Known as the fifth taste, umami is distinct from the four other tastes of sweet, salty, sour and bitter. Made with Japanese Hikari miso, shitake mushrooms, soy sauce, matcha green tea, yuzu, and ginger, just a squeeze will boost and add robust flavours to your stir-fries and a wide array of dishes. Best described as a flavour bomb, this transformational paste is super savory deliciousness in a tube. One squeeze is enough to make non-cooks good, good cooks great and great cooks extraordinary.
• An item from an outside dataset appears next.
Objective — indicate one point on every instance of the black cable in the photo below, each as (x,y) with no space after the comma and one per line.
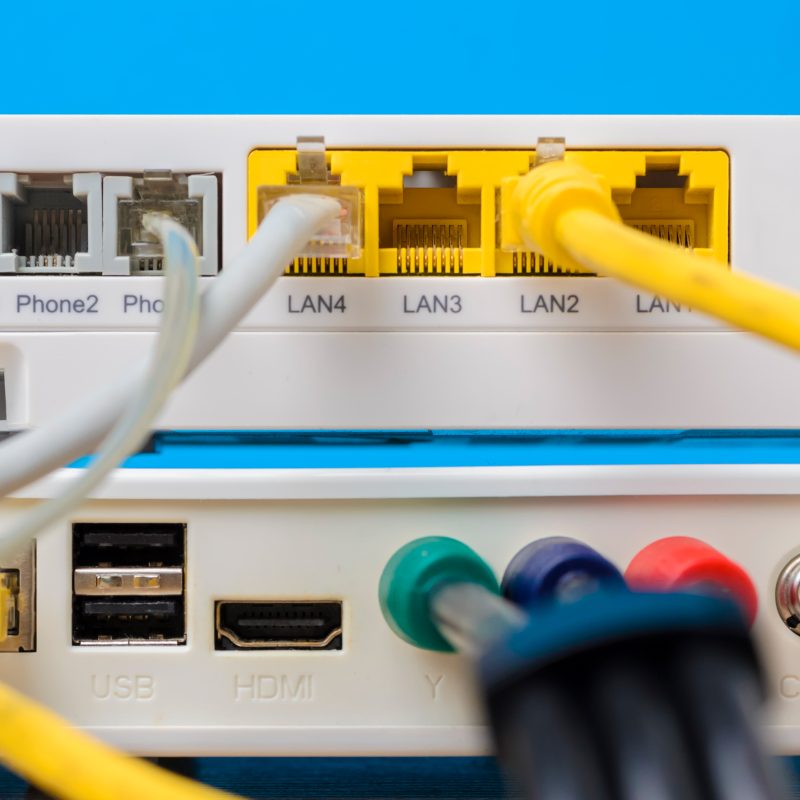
(545,744)
(720,697)
(640,734)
Laura Santtini created this Far Eastern umami recipe with her friend and mentor Nobu Matsuhisa, whose Nobu restaurants pay homage to flavor in a most exciting and fresh way. With one squeeze of this golden tube you will be able to recreate those exciting flavors in your own kitchen.
How Do I Use It?
This is a deliciously extraordinary flavor booster for any savoury dish. Especially good with Far Eastern-style dishes, and achieving umami in vegetarian dishes which can otherwise prove a challenging feat!
Add a squeeze to your wok when stir-frying.
Mix with olive oil and lemon juice for a fresh and vital salad dressing.
Mix with mayonnaise and a squeeze of lime for a super tasty dipping sauce.
Rub into meat or fish before cooking.
Mix with maple syrup and soy sauce for a quick and tasty marinade.
How Much Do I Use?
1-2 tablespoons in a dish for 2-4 people, or to taste when squeezing, dipping and spreading.